File:Sunnyside Tarrytown Currier and Ives crop closeup.jpeg
Wolfert's Rest Redux:  Sunnyside (image credit Wikipedia/Currier & Ives 1860)
Suffice it to say that the modern-day Wolfert's Roost Country Club looks far more like the grandiose Sunnyside than like the original Wolfert's Roost.   Indeed, both the country club and Irving's grand estate are as different from the original cottage as today's labyrinthine and complex tax returns are from the original  1913 tax return with its single page of instructions.

It's hard to imagine a humble hobbit (known for love of simplicity, their lack of materialism, and their modest lifestyles) being at home in a fancy country club learning about the ins and outs of how to take best advantage of an uncertain tax code.

But the hobbit analogy is certainly apt in that we do not have any clear map for the tax policy that faces us in the future--the fiscal cliff affords us little inkling of the financial consequences of many decisions high-income taxpayers have traditionally made in December.

But VITA sites like ours serve a very different population from the wealthier taxpayers whose decisions are likely to be the focus on Thursday morning's breakfast.   Mr. Finn's bio on his firm's website says that he specializes in "structuring business transactions" and "asset preservation," so clearly his business caters to hobbits who have accumulated assets to preserve or business transactions to structure.   

However useful Mr. Finn's advice might be for his hobbit taxpayer clients, it is unlikely to be of much help for typical VITA site clients.

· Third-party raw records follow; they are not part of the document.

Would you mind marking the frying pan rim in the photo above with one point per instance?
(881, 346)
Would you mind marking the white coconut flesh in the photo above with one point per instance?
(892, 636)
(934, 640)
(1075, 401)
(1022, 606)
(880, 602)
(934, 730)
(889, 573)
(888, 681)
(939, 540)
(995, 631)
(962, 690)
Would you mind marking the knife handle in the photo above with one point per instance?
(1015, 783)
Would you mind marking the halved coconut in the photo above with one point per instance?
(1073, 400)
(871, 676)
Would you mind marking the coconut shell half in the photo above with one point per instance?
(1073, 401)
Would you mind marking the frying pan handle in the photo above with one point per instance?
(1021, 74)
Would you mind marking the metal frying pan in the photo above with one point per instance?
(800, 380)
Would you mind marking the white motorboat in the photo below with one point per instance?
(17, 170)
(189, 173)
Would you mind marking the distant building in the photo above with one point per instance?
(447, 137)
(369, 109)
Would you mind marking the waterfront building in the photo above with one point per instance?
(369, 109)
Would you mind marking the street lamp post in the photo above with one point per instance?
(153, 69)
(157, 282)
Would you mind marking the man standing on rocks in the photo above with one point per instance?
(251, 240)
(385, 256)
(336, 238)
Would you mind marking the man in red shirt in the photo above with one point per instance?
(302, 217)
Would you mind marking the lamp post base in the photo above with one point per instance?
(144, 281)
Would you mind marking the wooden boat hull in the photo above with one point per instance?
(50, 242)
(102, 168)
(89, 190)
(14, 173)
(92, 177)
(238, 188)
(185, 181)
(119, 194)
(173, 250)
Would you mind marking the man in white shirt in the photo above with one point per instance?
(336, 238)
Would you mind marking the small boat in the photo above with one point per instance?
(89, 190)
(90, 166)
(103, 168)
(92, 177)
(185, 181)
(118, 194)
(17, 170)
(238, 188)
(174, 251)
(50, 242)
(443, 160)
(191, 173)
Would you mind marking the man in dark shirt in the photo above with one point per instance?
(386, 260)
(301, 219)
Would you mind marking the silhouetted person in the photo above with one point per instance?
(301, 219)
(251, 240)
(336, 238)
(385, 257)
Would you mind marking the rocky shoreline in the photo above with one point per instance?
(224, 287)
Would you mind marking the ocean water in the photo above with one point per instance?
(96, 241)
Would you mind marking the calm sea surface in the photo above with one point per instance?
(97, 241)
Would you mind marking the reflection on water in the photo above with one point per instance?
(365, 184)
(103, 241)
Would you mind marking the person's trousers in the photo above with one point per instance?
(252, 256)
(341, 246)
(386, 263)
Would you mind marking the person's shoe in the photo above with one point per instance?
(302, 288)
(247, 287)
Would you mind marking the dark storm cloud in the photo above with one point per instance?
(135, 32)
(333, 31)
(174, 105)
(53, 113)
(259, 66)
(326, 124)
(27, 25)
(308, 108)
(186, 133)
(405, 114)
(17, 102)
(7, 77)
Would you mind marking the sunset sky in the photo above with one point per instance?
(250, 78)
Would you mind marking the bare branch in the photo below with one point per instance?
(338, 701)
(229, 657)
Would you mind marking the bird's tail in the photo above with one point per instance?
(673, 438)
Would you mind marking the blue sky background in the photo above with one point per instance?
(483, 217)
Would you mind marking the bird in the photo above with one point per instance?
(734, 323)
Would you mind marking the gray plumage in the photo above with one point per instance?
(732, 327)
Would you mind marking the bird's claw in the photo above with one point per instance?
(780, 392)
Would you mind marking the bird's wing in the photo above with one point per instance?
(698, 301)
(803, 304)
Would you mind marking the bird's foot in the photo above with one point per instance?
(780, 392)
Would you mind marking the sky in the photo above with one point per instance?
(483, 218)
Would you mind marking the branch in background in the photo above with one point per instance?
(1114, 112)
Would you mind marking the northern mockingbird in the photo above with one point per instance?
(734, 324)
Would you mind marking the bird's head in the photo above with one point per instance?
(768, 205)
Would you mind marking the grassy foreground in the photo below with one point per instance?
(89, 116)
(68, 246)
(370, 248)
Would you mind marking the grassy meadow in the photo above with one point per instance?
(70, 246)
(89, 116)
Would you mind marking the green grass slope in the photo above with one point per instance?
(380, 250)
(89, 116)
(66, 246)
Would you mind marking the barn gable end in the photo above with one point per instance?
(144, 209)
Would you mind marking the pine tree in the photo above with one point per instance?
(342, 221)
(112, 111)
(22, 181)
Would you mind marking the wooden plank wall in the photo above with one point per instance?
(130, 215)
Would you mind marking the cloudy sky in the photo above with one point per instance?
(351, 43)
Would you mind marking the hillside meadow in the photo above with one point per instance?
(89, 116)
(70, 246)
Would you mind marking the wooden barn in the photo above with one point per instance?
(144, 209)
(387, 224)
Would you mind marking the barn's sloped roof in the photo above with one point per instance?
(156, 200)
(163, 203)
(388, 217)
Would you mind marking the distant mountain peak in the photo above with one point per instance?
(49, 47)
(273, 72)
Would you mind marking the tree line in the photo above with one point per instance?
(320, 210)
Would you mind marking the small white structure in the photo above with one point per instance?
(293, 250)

With or without a fiscal cliff, VITA site clients have long faced extremely uncertain effective marginal tax rates (due to the income phaseout provisions for the various credits,  as well as the myriad of social assistance programs serving the poor, everything from SSI and TANF, food stamps, Section 8 housing subsidies, school lunches, to Medicaid.)  A few thousand dollars change in income in one direction or another can create wild gyrations in their marginal tax rates.   The tax code can be turned on its head for low-income taxpayers.  It is hard to know whether to give advice to go with a Roth vs. a traditional 401(k) if a taxpayer is uncertain about whether his effective marginal tax rate will be positive 95% (the rate recently estimated by Bloomberg News for some low-income taxpayers) or negative 40% next year, simply because he does not know what his income is going to be because he is not sure whether he will be laid off or how many hours of work his employer will be able to offer him or whether his precarious health will allow him to work.   And tax returns filed by low-income working families are far more likely to be audited than those of higher income taxpayers.

Even if low-income working families did have a clear roadmap of the tax policy horizon, it would be of little help.  Many VITA clients are "unbanked" with too little in assets to attract interest from traditional mainstream financial institutions and with very little control over their financial lives, little flexibility to move income or deductions or credits across years in order to game the tax system.  Most VITA clients are not homeowners.   The few VITA site homeowners may well be in negative equity positions due to an upside-down mortgage, and--in any event--they rarely realize much in the way of tax benefits from itemizing deductions.   Short of accelerating the birth of a baby due in January 2013 to late December (a move with potentially serious health consequences), typical VITA clients have few "year-end tax planning" strategies available to them.  

Their greatest concerns of typical VITA clients are not with *preserving* assets from taxes, but rather with just building up some assets in the first place and finding a financial institution which will not charge them large, confusing, or unpredictable fees for holding the very modest financial assets they do somehow manage to accumulate.